I was ready to accept forgiveness, but was I ready to let God completely forgive me? Nouven says some interesting things about this. He states, "There is something in us humans that keeps us clinging to our sins and prevents us from letting God erase our past and offer us a completely new beginning. Sometimes it seems as though I want to prove to God that my darkness is too great to overcome."
I found that made a lot of sense to me. It may be simply that I am not worthy enough to be loved. I am too depressed, I am too bad, too crazed, too f*cked up or I have done too many awful things. I came to realize that none of this is true, but I also came to realize as Nouven writes:
"Receiving forgiveness requires a total willingness to let God be God and do all the healing, restoring, and renewing. As long as I want to do even a part of that myself, I end up with a partial solution such as becoming a hired servant. As a hired servant, I can still keep my distance, still revolt, reflect, strike, and run away or complain about my pay."
"The reward of choosing joy is joy itself…There is so much rejection, pain, and woundedness among us, but once you chose to claim the joy hidden in midst of all suffering life becomes celebration. Joy never denies the sadness, but transforms it to a fertile soil for more joy."

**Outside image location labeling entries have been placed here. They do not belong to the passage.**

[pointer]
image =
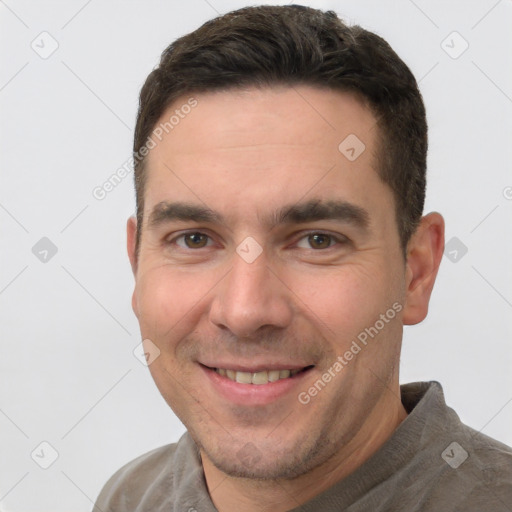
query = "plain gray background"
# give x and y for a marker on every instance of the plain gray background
(68, 373)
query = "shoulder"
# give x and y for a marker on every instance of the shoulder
(141, 483)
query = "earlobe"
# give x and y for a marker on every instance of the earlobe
(131, 237)
(424, 253)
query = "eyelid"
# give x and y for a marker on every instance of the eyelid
(181, 234)
(338, 238)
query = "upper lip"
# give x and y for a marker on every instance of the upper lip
(254, 368)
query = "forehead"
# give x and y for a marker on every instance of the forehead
(299, 115)
(238, 149)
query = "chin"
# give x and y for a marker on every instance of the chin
(268, 459)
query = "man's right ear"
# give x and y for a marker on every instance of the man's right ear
(131, 238)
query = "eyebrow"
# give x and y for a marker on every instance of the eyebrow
(298, 213)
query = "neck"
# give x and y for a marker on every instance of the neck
(230, 494)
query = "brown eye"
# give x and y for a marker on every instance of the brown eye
(319, 241)
(195, 240)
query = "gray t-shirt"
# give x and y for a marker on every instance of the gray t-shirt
(431, 463)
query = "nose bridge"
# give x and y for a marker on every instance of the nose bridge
(250, 297)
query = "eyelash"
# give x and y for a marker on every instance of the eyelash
(337, 240)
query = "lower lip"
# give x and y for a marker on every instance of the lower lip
(254, 394)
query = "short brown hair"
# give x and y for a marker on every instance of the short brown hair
(291, 45)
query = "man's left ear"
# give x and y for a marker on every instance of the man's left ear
(424, 253)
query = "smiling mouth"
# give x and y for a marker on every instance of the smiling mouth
(261, 377)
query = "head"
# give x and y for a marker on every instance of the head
(280, 161)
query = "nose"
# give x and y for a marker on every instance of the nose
(250, 297)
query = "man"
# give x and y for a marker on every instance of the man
(278, 250)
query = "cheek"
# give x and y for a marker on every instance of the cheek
(347, 300)
(167, 301)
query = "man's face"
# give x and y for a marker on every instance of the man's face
(298, 256)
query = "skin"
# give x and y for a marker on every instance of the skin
(245, 154)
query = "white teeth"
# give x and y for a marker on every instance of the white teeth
(244, 377)
(260, 378)
(273, 375)
(257, 378)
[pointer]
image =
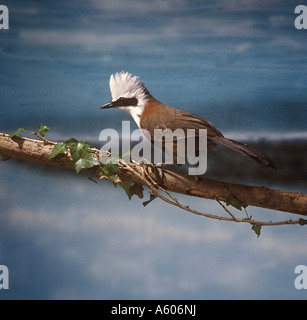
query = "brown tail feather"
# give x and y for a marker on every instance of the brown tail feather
(258, 158)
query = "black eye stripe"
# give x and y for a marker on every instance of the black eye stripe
(125, 102)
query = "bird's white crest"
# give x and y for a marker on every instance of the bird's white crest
(123, 84)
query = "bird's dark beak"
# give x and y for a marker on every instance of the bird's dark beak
(108, 105)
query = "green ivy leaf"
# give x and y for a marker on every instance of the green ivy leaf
(126, 186)
(256, 229)
(58, 149)
(43, 129)
(86, 162)
(302, 221)
(231, 201)
(137, 189)
(77, 149)
(16, 133)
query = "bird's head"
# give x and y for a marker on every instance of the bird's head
(128, 94)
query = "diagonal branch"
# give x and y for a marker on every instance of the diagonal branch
(39, 151)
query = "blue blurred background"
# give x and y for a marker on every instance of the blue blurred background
(241, 64)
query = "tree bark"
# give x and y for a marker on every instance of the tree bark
(292, 202)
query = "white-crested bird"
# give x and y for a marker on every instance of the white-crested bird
(130, 95)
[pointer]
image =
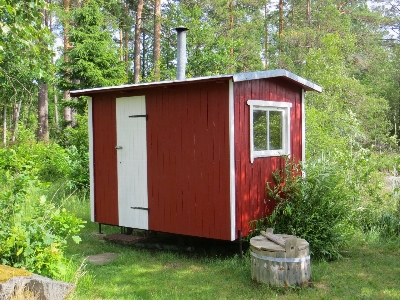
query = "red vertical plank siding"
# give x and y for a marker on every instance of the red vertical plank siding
(188, 160)
(251, 202)
(105, 160)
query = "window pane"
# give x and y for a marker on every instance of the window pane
(260, 129)
(275, 130)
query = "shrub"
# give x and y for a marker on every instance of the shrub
(316, 207)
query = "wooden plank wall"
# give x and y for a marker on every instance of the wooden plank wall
(188, 160)
(251, 202)
(105, 159)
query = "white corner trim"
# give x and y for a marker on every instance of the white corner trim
(91, 157)
(232, 172)
(303, 126)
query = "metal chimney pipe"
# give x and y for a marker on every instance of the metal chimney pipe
(181, 59)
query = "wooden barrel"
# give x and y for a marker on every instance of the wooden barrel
(278, 265)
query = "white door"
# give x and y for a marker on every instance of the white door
(132, 162)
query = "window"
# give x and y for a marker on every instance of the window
(269, 128)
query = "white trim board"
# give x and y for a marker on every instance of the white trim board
(91, 157)
(232, 160)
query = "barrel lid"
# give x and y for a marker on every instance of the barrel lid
(262, 243)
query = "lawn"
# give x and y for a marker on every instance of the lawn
(369, 269)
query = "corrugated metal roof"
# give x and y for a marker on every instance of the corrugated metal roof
(307, 85)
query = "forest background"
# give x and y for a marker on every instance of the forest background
(47, 48)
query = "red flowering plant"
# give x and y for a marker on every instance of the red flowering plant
(315, 207)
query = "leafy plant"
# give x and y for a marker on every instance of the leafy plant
(315, 207)
(33, 231)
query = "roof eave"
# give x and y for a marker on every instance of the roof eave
(307, 85)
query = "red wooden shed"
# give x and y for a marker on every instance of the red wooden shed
(192, 156)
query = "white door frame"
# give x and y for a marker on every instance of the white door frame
(132, 162)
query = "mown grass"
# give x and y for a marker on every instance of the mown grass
(370, 269)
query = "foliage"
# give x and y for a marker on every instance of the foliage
(316, 207)
(75, 141)
(161, 274)
(93, 59)
(34, 231)
(46, 161)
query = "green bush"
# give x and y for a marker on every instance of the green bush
(316, 207)
(33, 230)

That Christianity began with far more variety in its beliefs is not surprising to me. What was surprising to me was the variety of those beliefs, nor had I known much about the early history of the Christian Religion. Beyond Belief provides much interesting information about that early variety and early history. I had always wondered and heard about murmurs of a connection between Christianity and Buddhism. It is not so much as a connection between teachers and shared teachings, but a common ground where the philosophies interconnected. I found it in the Gospel of Thomas uncovered at Nag Hammadi and interpreted by Pagels which says "Jesus said if you bring forth what is within you, what you have will save you. If you not have that within you, what you do not have within you will destroy you."

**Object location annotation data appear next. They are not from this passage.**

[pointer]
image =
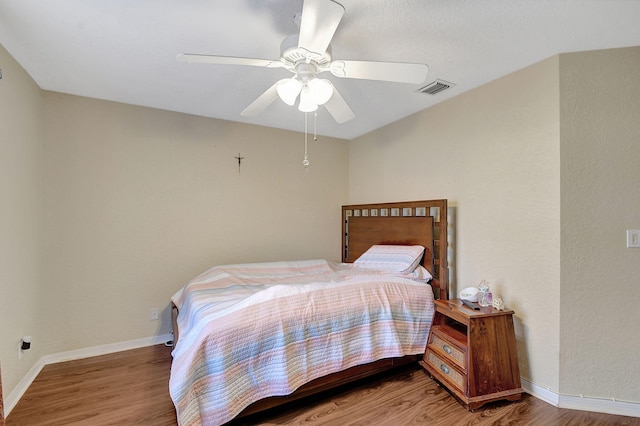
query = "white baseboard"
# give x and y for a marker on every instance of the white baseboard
(572, 402)
(600, 405)
(12, 399)
(539, 392)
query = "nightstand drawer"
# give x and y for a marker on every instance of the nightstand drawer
(450, 350)
(447, 370)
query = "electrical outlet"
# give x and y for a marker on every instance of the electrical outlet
(633, 238)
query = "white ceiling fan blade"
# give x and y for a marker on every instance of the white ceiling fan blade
(318, 24)
(227, 60)
(338, 108)
(398, 72)
(263, 101)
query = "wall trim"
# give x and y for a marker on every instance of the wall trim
(573, 402)
(600, 405)
(12, 399)
(544, 394)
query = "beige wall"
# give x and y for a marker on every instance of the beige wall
(20, 230)
(108, 209)
(600, 176)
(138, 201)
(541, 170)
(494, 153)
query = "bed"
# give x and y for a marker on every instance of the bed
(253, 336)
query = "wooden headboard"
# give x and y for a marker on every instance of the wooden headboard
(402, 223)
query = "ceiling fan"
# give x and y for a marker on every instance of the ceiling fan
(308, 54)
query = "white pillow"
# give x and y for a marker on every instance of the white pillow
(400, 259)
(420, 274)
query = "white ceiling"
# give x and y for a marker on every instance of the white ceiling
(125, 50)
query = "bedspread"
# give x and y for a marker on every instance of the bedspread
(252, 331)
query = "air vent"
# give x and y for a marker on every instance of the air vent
(436, 87)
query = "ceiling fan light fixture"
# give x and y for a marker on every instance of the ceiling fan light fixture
(288, 90)
(307, 102)
(321, 90)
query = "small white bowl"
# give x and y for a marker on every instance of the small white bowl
(470, 294)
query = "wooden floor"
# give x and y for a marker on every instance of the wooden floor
(132, 388)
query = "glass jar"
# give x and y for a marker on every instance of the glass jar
(483, 299)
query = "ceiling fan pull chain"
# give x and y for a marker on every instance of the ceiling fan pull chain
(315, 126)
(305, 162)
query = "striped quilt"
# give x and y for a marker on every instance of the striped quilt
(252, 331)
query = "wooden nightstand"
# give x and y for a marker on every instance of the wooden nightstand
(473, 353)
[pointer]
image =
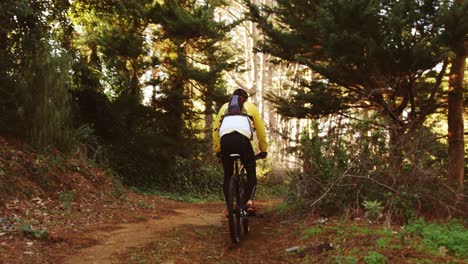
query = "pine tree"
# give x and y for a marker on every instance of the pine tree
(376, 55)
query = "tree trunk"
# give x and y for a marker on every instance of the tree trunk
(456, 151)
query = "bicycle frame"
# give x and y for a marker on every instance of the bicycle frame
(238, 216)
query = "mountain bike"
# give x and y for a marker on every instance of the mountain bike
(236, 203)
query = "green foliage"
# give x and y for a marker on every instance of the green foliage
(197, 177)
(345, 164)
(311, 232)
(345, 260)
(453, 236)
(375, 258)
(373, 209)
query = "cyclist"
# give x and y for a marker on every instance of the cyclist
(232, 132)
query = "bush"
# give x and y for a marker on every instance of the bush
(348, 163)
(453, 236)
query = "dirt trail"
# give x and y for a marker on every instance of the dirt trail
(114, 243)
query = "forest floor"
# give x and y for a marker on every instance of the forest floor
(149, 229)
(57, 210)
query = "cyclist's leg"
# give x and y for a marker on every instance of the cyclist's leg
(250, 166)
(228, 145)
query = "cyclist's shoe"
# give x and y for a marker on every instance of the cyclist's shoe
(226, 213)
(251, 210)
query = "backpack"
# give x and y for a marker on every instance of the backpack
(235, 106)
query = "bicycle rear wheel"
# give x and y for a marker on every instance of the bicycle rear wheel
(242, 201)
(234, 212)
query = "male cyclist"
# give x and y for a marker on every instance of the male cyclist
(232, 132)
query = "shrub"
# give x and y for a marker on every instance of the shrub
(453, 236)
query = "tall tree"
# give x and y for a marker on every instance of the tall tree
(194, 58)
(371, 54)
(456, 36)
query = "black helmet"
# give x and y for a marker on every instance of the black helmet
(241, 92)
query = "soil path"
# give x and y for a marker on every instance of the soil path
(112, 244)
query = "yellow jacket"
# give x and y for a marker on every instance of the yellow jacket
(252, 111)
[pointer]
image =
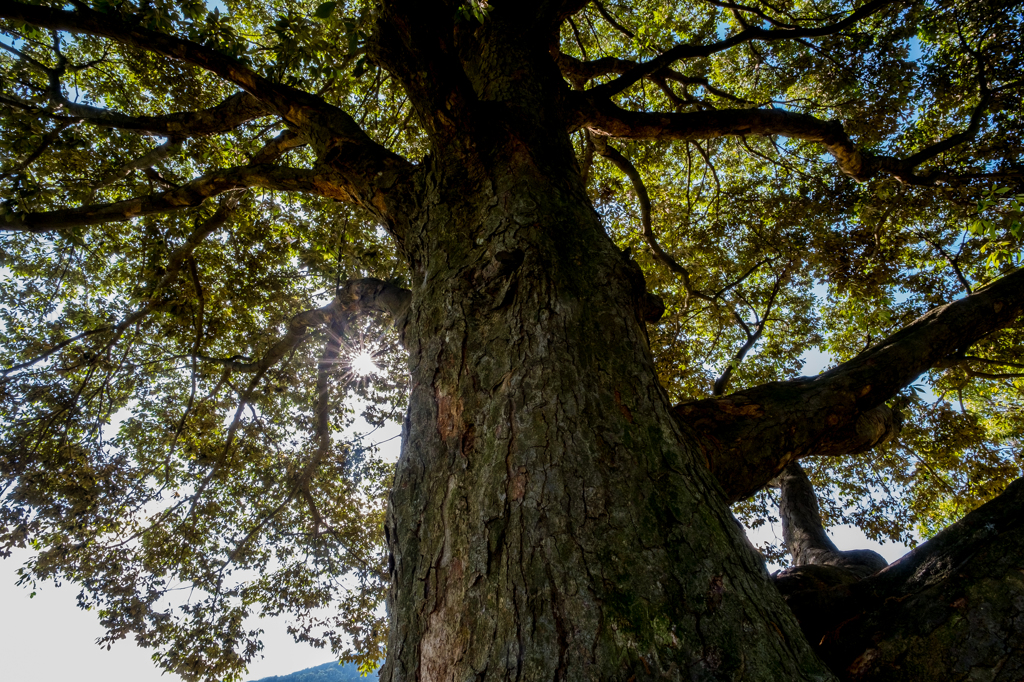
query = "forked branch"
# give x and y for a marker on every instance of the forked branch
(750, 436)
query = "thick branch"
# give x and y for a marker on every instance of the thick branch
(370, 172)
(610, 120)
(687, 51)
(805, 538)
(951, 609)
(187, 196)
(752, 435)
(606, 118)
(580, 72)
(228, 115)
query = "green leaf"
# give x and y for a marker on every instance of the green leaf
(325, 10)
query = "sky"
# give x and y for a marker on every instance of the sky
(46, 638)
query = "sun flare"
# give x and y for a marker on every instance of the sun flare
(364, 365)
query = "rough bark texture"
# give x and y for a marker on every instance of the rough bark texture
(550, 518)
(950, 609)
(553, 517)
(751, 435)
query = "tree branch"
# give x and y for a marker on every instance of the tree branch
(606, 118)
(750, 436)
(228, 115)
(687, 51)
(370, 172)
(189, 195)
(804, 536)
(355, 297)
(624, 164)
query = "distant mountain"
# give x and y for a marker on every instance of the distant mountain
(330, 672)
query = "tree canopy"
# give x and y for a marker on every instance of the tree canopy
(198, 242)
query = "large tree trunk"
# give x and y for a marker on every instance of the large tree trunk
(550, 518)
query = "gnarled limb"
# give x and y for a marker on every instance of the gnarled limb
(951, 609)
(605, 117)
(688, 51)
(804, 535)
(368, 172)
(750, 436)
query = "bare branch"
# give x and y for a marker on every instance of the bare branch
(804, 536)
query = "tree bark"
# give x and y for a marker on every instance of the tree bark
(551, 519)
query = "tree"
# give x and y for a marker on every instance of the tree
(603, 235)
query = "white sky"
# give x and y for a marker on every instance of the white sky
(48, 639)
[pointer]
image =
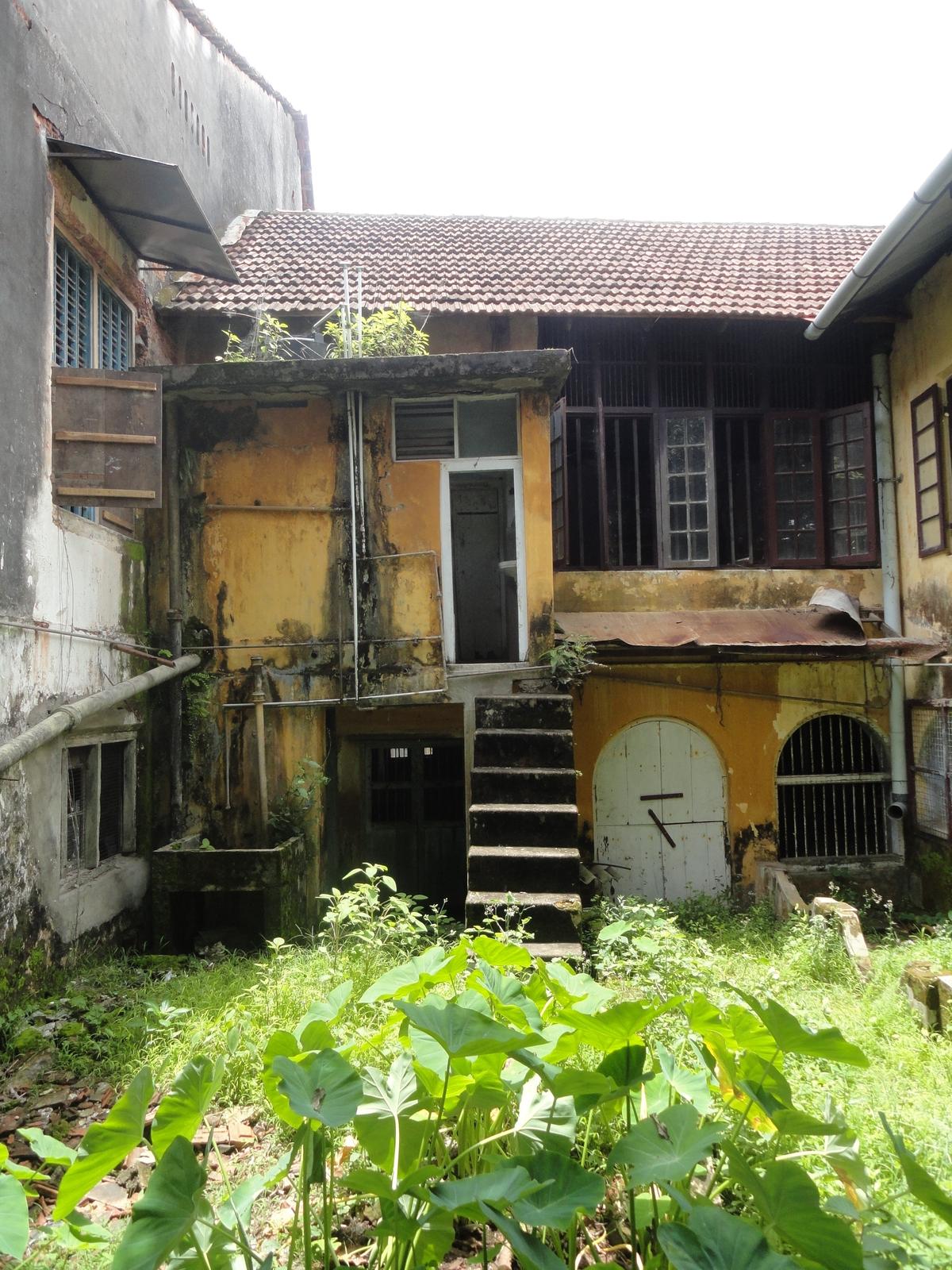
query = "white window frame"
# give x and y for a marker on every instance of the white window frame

6. The Drowning Room, Michael Pye (1997)Having this book is a saga in itself. Some time ago I took the book with me read while I had the car washed. I put the book on the top of the car as fumbled with my keys trying to get in. I forgot I put the book there and drove off. Only after I returned from my errands and the car wash did I notice I didn't have the book. Confounded, I knew I had it sometime earlier. Suddenly I remembered putting it on the roof of the automobile. Searching the driveway I found nothing. I got it the car and slowly retraced my route. Some five hundred yards down Walnut Street I saw a little pile of debris. It was my book, run over, ripped, the binding broken, and the cover lost. Retrieving this forlorn pile, I discovered all the pages of text were still there. They were a little rumpled, a little torn but still readable. I took what survived home and made a new cover from cardboard, then taped the whole thing together using massive amounts of tape. The artifact is rather interesting. All the tape crumpled, stuck together in ridges and mounds looks a little like the surface of water. I think of it as echoing the title.













Comments
While I know this wasn't the point of your article, I am extremely amused by him fixing his book with massive amounts of tape. How did people survive before the invention of tape?
Amanda,
That was a great story and a great image. I would love to see that book in person!